My specific questions about edge cases:
(i) PWY-5030: L-histidine degradation III|g__Streptococcus.s__Streptococcus_sanguinis
Would this HUMAnN2 attribute from the abundance profile contain all of the genes from all of the reactions in the [name]_diamond_aligned.tsv since there is taxonomy associated with the identifier?

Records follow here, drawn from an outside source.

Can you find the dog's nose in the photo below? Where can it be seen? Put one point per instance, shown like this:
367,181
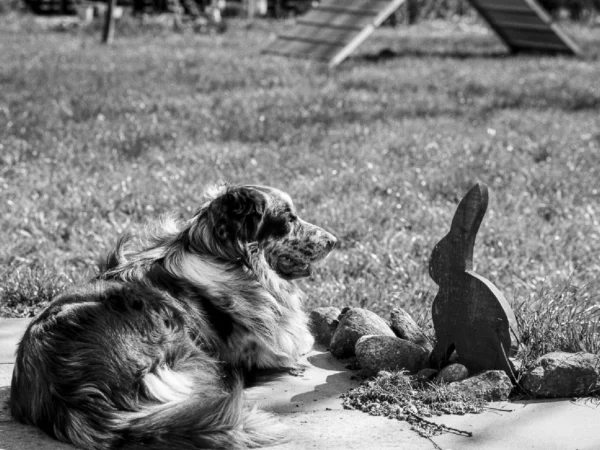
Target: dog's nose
331,243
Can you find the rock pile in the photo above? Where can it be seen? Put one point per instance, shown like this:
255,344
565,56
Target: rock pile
400,344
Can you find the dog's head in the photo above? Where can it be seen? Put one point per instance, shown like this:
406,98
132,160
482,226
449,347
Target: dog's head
241,215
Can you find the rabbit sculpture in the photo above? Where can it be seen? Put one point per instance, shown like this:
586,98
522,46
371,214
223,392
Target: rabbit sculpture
470,315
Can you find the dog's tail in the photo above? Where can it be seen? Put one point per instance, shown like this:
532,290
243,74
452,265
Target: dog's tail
193,421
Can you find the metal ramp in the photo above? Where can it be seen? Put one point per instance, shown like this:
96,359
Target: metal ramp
523,25
333,29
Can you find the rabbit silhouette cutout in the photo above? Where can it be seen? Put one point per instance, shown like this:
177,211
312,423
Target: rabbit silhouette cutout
470,315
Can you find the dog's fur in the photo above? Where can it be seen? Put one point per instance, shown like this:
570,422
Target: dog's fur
152,353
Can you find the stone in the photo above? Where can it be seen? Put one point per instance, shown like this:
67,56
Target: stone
376,353
426,374
451,373
323,322
404,326
491,385
561,374
354,324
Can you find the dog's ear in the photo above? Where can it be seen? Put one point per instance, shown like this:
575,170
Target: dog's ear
237,213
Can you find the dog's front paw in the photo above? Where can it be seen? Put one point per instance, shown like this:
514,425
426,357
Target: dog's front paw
296,371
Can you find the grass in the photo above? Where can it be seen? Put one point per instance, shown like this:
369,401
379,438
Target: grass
94,140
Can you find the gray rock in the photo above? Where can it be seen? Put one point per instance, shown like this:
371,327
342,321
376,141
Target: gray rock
405,327
491,385
451,373
376,353
354,324
561,374
323,322
426,374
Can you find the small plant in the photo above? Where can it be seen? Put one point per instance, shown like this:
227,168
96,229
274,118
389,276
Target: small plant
400,396
565,319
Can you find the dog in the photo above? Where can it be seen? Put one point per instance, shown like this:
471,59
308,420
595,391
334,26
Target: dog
153,352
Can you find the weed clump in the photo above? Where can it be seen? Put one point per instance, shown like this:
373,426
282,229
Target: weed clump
27,290
400,396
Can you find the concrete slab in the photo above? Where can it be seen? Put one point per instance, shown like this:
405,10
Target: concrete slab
529,425
310,406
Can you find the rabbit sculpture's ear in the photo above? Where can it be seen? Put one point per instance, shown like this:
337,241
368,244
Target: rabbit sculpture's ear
455,251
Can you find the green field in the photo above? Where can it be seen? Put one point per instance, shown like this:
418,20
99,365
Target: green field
95,140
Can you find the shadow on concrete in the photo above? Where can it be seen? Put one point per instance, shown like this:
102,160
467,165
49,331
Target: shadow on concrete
16,436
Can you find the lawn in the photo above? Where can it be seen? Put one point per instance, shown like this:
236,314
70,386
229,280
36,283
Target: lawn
95,140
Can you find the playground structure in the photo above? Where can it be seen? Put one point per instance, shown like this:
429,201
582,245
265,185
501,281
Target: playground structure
332,30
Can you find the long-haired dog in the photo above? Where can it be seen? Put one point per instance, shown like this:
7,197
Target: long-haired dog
152,353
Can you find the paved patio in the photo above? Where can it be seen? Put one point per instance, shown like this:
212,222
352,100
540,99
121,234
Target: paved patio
310,406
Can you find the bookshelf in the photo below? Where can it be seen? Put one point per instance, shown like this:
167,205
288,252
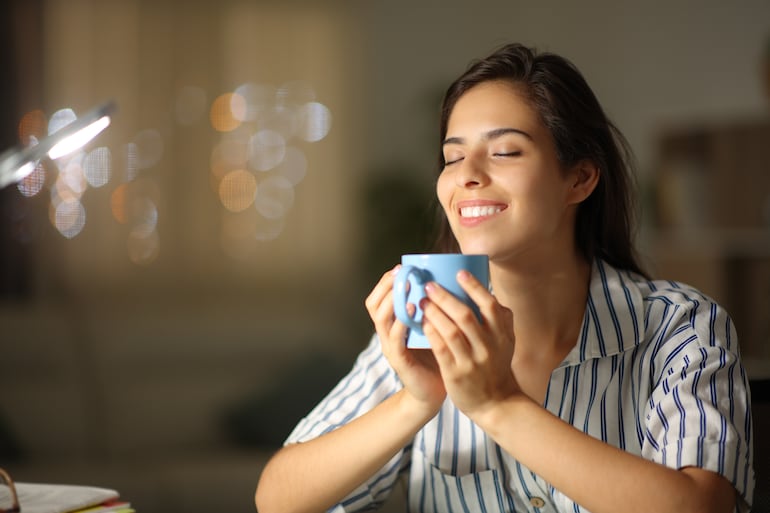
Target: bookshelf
711,225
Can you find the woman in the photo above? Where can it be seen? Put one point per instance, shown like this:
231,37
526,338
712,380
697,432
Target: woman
585,387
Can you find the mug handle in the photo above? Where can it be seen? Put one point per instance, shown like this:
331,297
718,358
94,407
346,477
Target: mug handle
400,289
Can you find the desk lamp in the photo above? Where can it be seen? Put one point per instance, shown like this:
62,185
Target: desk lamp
17,163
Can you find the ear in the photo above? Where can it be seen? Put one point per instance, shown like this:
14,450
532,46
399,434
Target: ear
584,177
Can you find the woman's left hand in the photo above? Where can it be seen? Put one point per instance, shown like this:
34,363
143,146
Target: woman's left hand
475,357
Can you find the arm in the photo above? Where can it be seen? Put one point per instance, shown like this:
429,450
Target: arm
474,359
596,475
314,475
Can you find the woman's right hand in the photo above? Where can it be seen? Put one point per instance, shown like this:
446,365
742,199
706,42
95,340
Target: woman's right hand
417,368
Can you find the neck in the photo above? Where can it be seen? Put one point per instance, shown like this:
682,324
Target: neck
548,302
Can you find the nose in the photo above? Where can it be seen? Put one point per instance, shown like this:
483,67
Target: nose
471,173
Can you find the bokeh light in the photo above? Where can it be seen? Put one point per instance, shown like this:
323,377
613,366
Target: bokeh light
132,170
237,190
316,120
33,183
257,97
118,203
60,119
97,167
32,127
69,217
222,117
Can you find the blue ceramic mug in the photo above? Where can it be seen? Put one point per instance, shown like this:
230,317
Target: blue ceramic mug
418,270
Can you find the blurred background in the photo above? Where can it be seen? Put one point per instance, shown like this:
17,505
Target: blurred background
175,296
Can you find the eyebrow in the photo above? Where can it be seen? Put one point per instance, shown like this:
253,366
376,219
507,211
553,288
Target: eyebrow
492,134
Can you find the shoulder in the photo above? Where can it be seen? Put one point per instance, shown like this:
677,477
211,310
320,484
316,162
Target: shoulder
674,310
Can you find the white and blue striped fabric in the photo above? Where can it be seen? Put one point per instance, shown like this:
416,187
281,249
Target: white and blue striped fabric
656,372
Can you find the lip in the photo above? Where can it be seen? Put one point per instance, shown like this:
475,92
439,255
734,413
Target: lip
473,221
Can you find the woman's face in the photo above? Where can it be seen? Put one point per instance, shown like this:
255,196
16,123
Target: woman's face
502,188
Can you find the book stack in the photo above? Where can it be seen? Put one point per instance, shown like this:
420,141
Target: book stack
56,498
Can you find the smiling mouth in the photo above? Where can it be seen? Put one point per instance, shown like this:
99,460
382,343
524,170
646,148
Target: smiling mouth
473,212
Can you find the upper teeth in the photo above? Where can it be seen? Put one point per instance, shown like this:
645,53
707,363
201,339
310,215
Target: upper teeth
479,211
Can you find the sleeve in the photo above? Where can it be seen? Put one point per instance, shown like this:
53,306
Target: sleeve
699,412
370,381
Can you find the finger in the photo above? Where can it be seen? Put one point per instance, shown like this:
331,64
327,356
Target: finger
478,292
446,338
381,290
496,317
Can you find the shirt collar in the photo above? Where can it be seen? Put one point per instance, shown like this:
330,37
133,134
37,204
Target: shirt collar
614,317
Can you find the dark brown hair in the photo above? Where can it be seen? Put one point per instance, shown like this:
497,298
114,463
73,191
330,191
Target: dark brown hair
568,108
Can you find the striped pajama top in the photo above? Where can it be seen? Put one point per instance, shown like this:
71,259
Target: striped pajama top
656,372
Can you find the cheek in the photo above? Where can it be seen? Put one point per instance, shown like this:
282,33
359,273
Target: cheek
444,188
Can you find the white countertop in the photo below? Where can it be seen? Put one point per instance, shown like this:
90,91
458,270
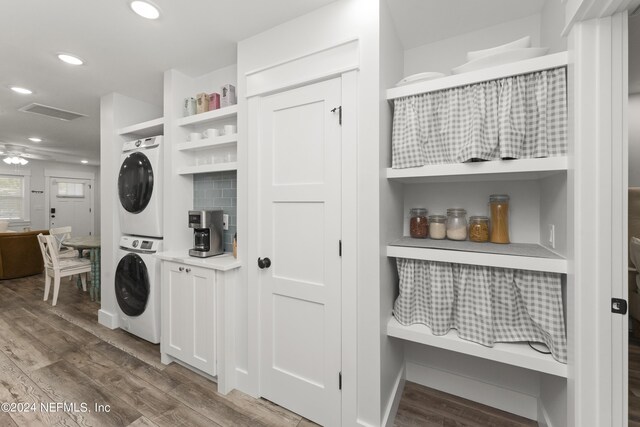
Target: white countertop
222,262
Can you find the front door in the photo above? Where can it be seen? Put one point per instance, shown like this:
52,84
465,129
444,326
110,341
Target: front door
70,203
300,221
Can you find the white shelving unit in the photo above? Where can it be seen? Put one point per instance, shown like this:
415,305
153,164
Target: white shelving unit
520,169
523,256
145,129
216,142
507,70
516,354
209,116
216,167
464,177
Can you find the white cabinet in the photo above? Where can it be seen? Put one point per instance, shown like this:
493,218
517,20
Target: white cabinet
189,315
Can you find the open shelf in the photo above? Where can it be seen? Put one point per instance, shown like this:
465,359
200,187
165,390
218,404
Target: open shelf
209,116
486,74
145,129
515,354
215,142
214,167
521,256
498,170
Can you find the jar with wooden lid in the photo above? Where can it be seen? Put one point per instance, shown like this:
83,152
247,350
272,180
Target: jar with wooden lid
418,223
479,229
499,204
437,227
456,224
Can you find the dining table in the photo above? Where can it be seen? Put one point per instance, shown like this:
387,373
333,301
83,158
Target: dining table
92,244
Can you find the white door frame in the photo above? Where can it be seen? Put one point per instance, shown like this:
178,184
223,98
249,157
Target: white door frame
338,60
50,174
597,388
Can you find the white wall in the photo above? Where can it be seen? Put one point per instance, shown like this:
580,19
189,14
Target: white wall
391,195
449,53
634,140
38,216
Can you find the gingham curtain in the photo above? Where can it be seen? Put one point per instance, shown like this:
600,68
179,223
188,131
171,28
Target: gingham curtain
516,117
484,304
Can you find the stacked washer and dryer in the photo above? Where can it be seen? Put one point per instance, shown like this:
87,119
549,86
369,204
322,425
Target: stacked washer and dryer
137,276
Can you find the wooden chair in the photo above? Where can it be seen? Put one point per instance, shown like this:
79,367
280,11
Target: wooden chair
60,267
61,234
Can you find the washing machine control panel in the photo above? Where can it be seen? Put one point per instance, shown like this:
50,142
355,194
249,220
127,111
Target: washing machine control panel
142,244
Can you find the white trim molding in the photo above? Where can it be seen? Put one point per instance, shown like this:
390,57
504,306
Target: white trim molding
306,69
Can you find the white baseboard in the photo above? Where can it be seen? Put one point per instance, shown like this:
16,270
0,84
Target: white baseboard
107,319
394,401
488,394
244,383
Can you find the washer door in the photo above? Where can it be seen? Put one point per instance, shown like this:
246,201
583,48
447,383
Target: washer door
132,285
135,182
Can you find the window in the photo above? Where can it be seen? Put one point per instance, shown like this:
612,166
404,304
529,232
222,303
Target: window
13,197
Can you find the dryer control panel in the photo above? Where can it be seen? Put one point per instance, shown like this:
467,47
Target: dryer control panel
139,243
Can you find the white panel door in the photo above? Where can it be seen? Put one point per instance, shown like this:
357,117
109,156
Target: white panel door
300,192
70,203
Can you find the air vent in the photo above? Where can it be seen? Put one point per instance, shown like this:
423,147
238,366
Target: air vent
53,112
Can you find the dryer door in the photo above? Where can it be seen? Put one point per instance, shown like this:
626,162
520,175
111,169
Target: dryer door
135,182
132,285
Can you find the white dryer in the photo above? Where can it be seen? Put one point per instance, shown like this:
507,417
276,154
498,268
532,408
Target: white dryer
137,286
140,187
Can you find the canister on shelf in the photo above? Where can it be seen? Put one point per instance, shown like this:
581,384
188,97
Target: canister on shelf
499,204
202,103
189,107
418,224
479,229
456,224
437,227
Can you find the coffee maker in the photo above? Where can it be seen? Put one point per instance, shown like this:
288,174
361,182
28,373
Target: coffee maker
207,233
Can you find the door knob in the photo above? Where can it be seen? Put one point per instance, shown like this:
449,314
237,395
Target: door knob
264,263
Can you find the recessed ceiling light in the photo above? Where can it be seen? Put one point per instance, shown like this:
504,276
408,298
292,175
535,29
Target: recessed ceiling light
145,9
21,90
70,59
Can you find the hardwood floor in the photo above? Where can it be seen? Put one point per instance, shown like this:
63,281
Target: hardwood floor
59,354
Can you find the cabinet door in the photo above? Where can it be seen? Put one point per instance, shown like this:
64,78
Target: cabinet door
177,298
203,319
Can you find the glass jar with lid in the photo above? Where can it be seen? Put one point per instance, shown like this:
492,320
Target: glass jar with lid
479,229
418,223
456,224
499,204
437,227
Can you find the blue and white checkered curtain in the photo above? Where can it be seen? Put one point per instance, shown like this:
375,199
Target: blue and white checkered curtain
484,304
517,117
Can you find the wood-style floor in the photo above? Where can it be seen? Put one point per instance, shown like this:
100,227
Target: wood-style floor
61,354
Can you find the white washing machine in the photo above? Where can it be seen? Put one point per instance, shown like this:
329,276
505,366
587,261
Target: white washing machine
137,286
140,187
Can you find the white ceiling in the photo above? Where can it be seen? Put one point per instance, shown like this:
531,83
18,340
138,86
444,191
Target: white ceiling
123,52
127,54
420,22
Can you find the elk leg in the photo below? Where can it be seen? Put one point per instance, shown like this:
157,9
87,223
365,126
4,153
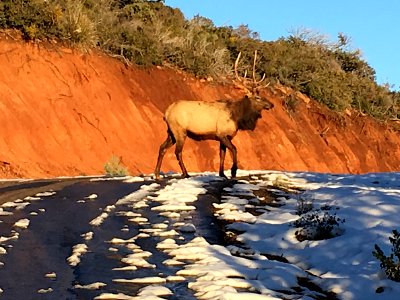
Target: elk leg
222,151
178,154
163,148
228,143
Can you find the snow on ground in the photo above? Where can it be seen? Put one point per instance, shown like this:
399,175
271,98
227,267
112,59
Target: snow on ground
370,205
267,260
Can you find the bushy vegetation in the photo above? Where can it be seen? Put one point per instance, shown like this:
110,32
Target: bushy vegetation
150,33
317,224
114,167
390,264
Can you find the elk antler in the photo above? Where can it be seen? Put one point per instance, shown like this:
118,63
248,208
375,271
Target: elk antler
256,83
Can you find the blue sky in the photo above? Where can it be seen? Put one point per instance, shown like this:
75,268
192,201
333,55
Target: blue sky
373,26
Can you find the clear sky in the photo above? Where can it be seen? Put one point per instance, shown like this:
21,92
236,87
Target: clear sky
372,25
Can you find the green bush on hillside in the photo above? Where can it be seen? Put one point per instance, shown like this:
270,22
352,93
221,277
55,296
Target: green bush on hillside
151,33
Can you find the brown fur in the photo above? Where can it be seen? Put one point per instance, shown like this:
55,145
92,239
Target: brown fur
218,120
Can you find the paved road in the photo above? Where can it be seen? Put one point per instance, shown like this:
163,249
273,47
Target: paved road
36,266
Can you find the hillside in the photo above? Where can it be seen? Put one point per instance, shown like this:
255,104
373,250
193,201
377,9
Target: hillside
63,112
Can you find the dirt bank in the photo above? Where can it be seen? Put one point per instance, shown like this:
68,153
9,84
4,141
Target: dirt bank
64,112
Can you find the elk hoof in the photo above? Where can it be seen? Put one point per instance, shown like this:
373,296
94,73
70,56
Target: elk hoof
222,175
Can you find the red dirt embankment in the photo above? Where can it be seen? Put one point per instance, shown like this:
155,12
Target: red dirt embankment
63,112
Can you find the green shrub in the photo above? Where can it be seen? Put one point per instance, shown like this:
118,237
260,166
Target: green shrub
149,33
114,167
318,226
390,264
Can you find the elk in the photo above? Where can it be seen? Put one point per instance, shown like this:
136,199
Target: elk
219,120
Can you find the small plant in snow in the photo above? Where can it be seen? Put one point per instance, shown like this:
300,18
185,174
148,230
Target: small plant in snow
114,167
304,204
318,226
390,264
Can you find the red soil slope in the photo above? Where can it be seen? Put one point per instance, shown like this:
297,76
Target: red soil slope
63,112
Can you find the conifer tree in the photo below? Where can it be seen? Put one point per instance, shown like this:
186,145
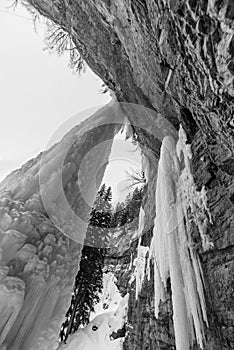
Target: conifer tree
88,282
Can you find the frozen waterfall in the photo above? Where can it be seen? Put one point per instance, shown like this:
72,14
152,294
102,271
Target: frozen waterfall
172,247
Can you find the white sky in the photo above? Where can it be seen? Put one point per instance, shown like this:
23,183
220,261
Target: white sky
38,93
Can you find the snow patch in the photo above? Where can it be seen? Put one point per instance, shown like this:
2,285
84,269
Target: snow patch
110,316
172,249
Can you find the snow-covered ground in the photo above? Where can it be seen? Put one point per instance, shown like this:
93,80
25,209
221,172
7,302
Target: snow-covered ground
109,316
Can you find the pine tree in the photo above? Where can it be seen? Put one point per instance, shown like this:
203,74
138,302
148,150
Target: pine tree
88,282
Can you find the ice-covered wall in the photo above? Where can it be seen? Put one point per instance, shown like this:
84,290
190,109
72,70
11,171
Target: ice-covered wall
172,248
39,244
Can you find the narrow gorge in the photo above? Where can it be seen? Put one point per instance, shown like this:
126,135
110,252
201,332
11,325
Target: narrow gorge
169,65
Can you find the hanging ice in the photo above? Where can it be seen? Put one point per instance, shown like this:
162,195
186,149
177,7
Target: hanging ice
97,334
172,248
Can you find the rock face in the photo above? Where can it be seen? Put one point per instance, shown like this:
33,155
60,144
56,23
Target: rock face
39,249
175,57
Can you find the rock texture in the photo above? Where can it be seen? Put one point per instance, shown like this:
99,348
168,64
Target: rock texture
175,57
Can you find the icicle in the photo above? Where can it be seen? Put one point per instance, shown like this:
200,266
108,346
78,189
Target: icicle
141,222
145,166
171,246
139,264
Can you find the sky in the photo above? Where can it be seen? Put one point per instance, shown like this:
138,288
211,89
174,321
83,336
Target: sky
39,92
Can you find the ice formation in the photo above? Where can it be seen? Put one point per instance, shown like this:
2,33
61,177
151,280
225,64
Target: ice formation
110,296
140,261
140,265
172,248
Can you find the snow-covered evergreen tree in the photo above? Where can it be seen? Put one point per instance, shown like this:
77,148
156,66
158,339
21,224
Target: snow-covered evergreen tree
88,282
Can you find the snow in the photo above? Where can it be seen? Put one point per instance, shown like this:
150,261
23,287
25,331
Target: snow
97,334
172,248
140,264
145,164
110,297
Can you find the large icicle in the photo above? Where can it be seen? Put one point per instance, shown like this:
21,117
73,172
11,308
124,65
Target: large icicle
140,264
172,248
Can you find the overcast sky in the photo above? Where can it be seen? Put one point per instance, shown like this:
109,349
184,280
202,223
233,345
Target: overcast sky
39,92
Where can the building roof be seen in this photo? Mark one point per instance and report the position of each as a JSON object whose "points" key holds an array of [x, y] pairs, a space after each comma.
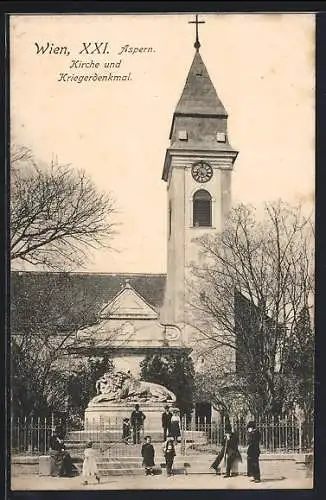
{"points": [[74, 298], [199, 95]]}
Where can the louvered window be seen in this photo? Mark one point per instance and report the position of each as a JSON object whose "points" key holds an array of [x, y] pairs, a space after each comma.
{"points": [[202, 208]]}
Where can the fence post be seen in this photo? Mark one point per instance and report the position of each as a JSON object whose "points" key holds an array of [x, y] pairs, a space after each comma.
{"points": [[300, 435]]}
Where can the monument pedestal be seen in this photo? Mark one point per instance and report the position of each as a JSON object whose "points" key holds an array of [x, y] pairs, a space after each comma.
{"points": [[109, 416]]}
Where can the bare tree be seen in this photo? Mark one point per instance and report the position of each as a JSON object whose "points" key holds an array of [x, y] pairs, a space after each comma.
{"points": [[57, 213], [249, 294]]}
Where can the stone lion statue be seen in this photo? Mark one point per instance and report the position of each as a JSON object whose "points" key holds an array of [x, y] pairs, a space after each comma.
{"points": [[123, 387]]}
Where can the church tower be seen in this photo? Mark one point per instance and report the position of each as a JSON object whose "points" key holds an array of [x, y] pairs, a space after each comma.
{"points": [[197, 171]]}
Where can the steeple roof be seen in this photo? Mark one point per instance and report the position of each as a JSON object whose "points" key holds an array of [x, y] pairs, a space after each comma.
{"points": [[199, 95]]}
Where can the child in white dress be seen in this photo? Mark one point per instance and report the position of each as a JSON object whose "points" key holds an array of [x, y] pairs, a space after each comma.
{"points": [[89, 464]]}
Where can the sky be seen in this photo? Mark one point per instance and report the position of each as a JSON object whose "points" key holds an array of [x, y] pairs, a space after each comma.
{"points": [[262, 66]]}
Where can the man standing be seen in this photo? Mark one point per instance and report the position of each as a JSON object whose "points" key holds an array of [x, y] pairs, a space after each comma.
{"points": [[166, 422], [137, 423], [253, 452]]}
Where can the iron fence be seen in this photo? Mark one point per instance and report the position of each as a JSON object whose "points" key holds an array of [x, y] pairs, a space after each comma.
{"points": [[31, 436], [289, 435]]}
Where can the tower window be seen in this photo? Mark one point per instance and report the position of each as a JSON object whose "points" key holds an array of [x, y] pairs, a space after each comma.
{"points": [[183, 135], [220, 137], [202, 208]]}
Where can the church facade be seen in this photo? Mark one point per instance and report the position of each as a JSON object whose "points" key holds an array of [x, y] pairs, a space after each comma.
{"points": [[139, 314]]}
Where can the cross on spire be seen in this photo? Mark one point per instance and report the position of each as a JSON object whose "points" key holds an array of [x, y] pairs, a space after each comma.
{"points": [[196, 22]]}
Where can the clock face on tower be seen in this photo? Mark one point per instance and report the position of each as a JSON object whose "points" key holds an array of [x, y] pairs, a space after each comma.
{"points": [[201, 171]]}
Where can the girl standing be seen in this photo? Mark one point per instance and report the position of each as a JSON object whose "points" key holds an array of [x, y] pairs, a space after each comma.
{"points": [[89, 464], [175, 426], [169, 454]]}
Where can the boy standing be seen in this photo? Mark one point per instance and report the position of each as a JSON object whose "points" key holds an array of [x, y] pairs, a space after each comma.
{"points": [[148, 453], [126, 431], [253, 452], [137, 423]]}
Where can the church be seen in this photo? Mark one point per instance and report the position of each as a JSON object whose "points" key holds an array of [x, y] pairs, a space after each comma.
{"points": [[132, 315]]}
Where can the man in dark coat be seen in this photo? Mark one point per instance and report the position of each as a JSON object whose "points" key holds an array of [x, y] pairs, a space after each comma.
{"points": [[148, 453], [229, 452], [137, 423], [166, 422], [253, 452]]}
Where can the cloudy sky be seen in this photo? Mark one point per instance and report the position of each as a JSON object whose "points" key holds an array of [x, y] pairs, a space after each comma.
{"points": [[262, 67]]}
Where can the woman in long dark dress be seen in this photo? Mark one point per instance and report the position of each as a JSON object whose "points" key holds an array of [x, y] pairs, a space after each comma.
{"points": [[175, 426], [63, 465], [229, 453]]}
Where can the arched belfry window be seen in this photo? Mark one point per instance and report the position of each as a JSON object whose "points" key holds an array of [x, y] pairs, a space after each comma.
{"points": [[202, 208]]}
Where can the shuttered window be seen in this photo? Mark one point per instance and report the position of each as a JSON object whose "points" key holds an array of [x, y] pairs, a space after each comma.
{"points": [[202, 208]]}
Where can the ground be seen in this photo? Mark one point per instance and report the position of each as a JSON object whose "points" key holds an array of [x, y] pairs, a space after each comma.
{"points": [[282, 475]]}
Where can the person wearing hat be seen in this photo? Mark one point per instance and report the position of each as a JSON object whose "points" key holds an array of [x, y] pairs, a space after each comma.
{"points": [[166, 421], [253, 452], [137, 423], [229, 453], [175, 426]]}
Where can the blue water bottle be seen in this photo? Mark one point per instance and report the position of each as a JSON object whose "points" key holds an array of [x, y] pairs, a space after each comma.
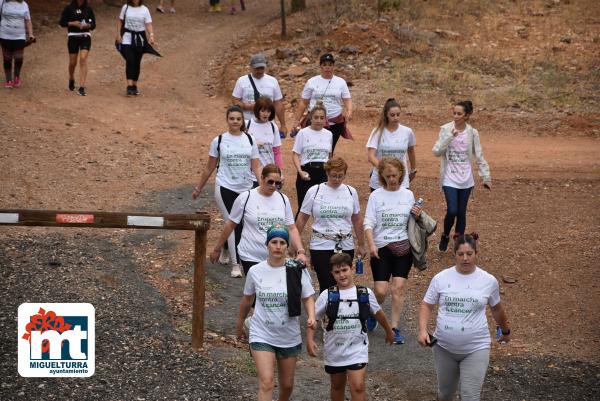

(ii) PWY-2942: L-lysine biosynthesis III
Would this one be from all of the genes in [name]_bowtie2_aligned.tsv since there is no taxonomy information in the identifier and this does not contain taxonomy information because it was identifier to an orthologous group?
(iii) UNINTEGRATED|g__Streptococcus.s__Streptococcus_sanguinis
I'm not sure where the read -> organism mapping file is located.
(iv) Many of the UniRef(5/9)0_XYZ identifiers are not in in the humann2/data/pathways/metacyc_reactions_level4ec_only.uniref.bz2 file. How could these be handled? Is there another file where I should be looking for this information?